Avamander · on July 3, 2019

No. This happens even without swap, OOM killer might as well not exist.

lulouie · on July 3, 2019

Yep, when Chromium ate up all the memory, it just hang the whole OS, waiting for OOM killer about 10+ min, then the cursor can be moved again, then freeze again...

olliej · on July 3, 2019

If you want hilarious fun: make a gl shader than takes ~30 seconds to run. GPUs are only very recently preemptable (if they are at all yet? I lose track of what is “planned” vs released).

Make it run that shader in a loop.

See how well your system appears to respond.

IIRC macOS has a 60s or something watchdog the hard resets the GPU, while the gpu is hung the screen is not updated. Everything is running fine, cpu isn’t pinned or anything, but the gpu is blocked so no compositing, and so no screen updating.

I’m not sure what Linux does in that case, and I think windows may be able to paint because the directx driver interfaces let it do ... something? I’ve always assume some way to dma straight to the framebuffer, but no real idea :)

pas · on July 3, 2019

https://lwn.net/Articles/759781/ already merged in 4.20.

https://github.com/facebookincubator/oomd/blob/master/README...

and here's a less complicated, but similar proactive daemon:

https://github.com/rfjakob/earlyoom/blob/master/README.md

Avamander · on July 3, 2019

I'm on 5.0.0 and I legit haven't noticed a difference. If I run out of RAM without swap the system freezes and if I have swap then the system freezes when both are full. The only reliable solution is having a RAM+swap usage graph on my screen at all times and then closing stuff manually.

pas · on July 3, 2019

You probably won't until the distro you use (or you manually) set up something other than the default OOM killer.

You probably have too much swap. More than ~10 sec * your I/O speed (so let's say 512M-1G) is probably the max for the reasons you mentioned.

Avamander · on July 4, 2019

The system freezes also without any swap enabled but much more suddenly (there's no slowdown before dying). It's really just that the OOM killer triggers way way way too late.

AnIdiotOnTheNet · on July 3, 2019

The OOM killer is a terrible hack that no self respecting system should have ever employed.

olliej · on July 3, 2019

The OOM killer is a “solution” to a very real, and sensible design choice: not committing physical memory and swap whenever address space is mapped - there are very good (and noticeable) reasons for not eagerly committing, but fundamentally if you have done so you have to decide what to do when you end up needing more physical space than is available.

Linux went down the “if a process is trying to do this, it must be important so I’ll prioritise it and kill something else”, and alternative is to kill that process when the commit fails.

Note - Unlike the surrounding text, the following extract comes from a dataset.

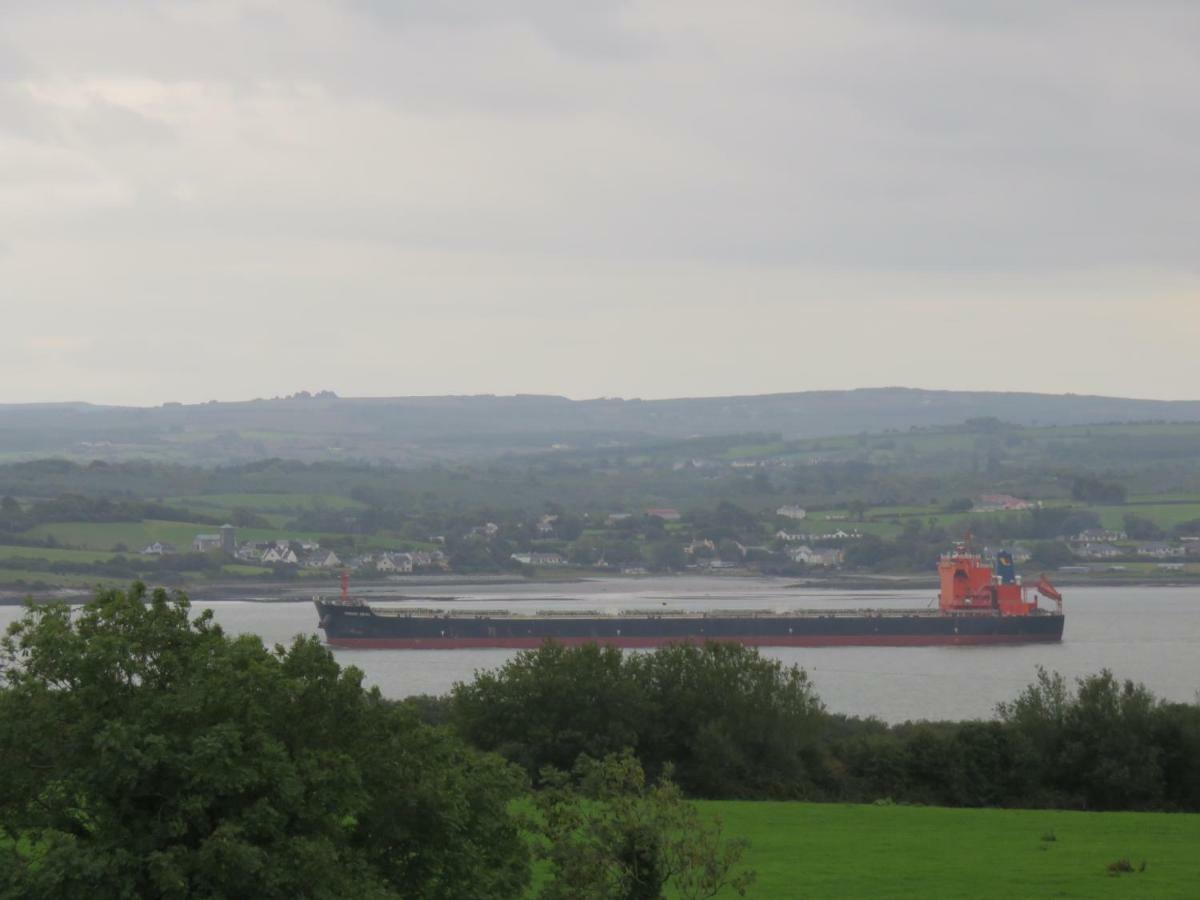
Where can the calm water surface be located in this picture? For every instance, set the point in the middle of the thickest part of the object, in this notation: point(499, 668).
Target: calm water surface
point(1151, 635)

Either is a valid option, the OOM killer ran against a regular desktop user’s idea of what is the correct course of action, but for a server it might not have been.

pjmlp · on July 3, 2019

Problem is that something else might be actually performing a critical task.

olliej · on July 3, 2019

The assumption being made is that the app going mad for memory is the critical one. Something has to die, and deciding which is hard.

Symbiote · on July 3, 2019

It triggered on one of my systems yesterday, and killed the runaway process.

When we were running tests of a new distributed system on our development (slightly underspecced) cluster, it would kill the distributed system processes when they took too much RAM.

As other write, having slow or "too much" swap can delay the OOM killer from running in reasonable time.

viraptor · on July 3, 2019

Sounds like you're starting to swap heavily. Adjusting swappiness to 0 may help there.

Avamander · on July 3, 2019

This also happens without swap.